Il écrivit: "Puisque les moeurs font les lois, on ne peut s'empêcher d'observer que, sous ce rapport, la France est éminemment démocratique, tandis que l'Angleterre, considérée sous le même point de vue, est essentiellement aristocratique." A son retour, LaFontaine goûta néanmoins à la prison du 4 novembre au 13 décembre 1838, au Pied-du-Courant. Il fut ostracisé comme tous les députés de langue française.

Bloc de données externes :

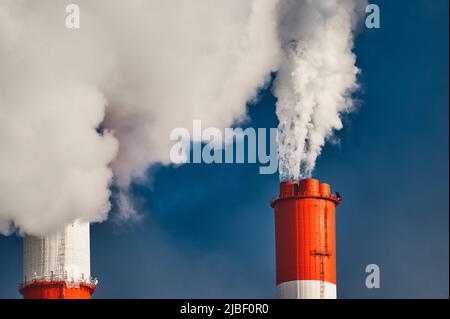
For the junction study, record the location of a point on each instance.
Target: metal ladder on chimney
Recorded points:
(323, 253)
(61, 254)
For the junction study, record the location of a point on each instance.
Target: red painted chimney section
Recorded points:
(305, 240)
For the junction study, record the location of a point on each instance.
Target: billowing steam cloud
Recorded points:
(315, 80)
(78, 107)
(82, 109)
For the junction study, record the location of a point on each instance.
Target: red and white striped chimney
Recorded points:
(305, 240)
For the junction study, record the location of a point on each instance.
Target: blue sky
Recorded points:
(207, 230)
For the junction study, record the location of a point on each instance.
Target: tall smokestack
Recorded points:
(57, 266)
(305, 240)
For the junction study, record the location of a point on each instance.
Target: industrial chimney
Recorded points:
(305, 240)
(57, 266)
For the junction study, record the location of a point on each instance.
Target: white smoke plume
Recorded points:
(84, 108)
(316, 78)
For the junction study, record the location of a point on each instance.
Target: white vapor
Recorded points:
(316, 78)
(82, 109)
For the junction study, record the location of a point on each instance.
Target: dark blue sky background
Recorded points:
(208, 230)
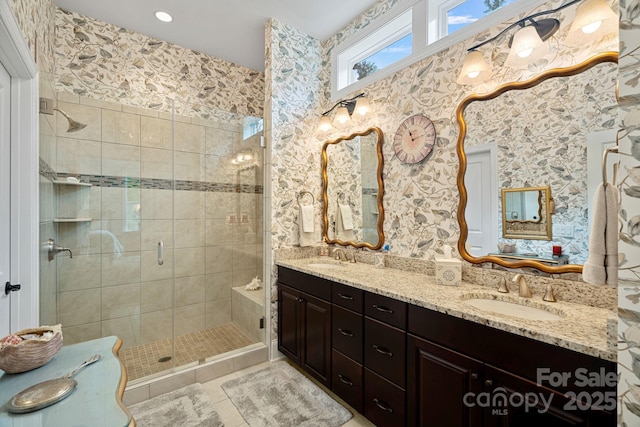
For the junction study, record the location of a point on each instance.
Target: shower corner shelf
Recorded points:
(79, 184)
(72, 220)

Les documents de l'histoire
Le manuscrit de LaFontaine, conservé à la bibliothèque du Séminaire de Québec jusqu'à son transfert au musée de l'Amérique française, a été repéré par Le Septentrion, qui le publie à la suite des Lettres de Siméon Marchesseault à sa femme et des Souvenirs de jeunesse d'Amédée Papineau. Georges Aubin présente ainsi son neuvième journal de Patriote. En même temps, John Hare et Renée Landry lancent le journal d'Hyppolite Lanctôt, l'un des 58 Patriotes envoyés en Australie les fers aux pieds. L'arrière-arrière-petite-fille de Lanctôt présente le notaire de 22 ans, qui a dirigé une colonne de Patriotes à la bataille d'Odeltown, sur la frontière américaine. Durant son procès, le notaire de Saint-Rémi allégua l'illégalité de ce procès, invoquant l'acte d'Irlande de 1798.
Condamné à mort, puis expédié au bout du monde, il passa cinq années au camp, après un an à la prison de Montréal; vers la fin de sa vie, avant de mourir, il décrit à ses enfants la marche de l'insurrection, son arrestation, son procès et son exil. La lecture des Souvenirs de Lanctôt permet de prendre la mesure des visée des Patriotes sur toute la rive sud du Saint-Laurent, à l'ouest de la rivière Richelieu. Le notaire Cardinal de Châteauguay, le notaire Decoigne de Saint-Philippe, le notaire Duquette de Saint-Edouard, le notaire Huot de Napierville, le notaire De Lorimier à Beauharnois participent tous à cette insurrection avec les frères Sanguinet, seigneurs de La Prairie. Au moment de la retraite de Lanctôt avec 800 hommes, près de Lacolle, Colborne fonce avec 3200 soldats britanniques et 1200 loyalistes écossais du Haut-Canada pour les écraser.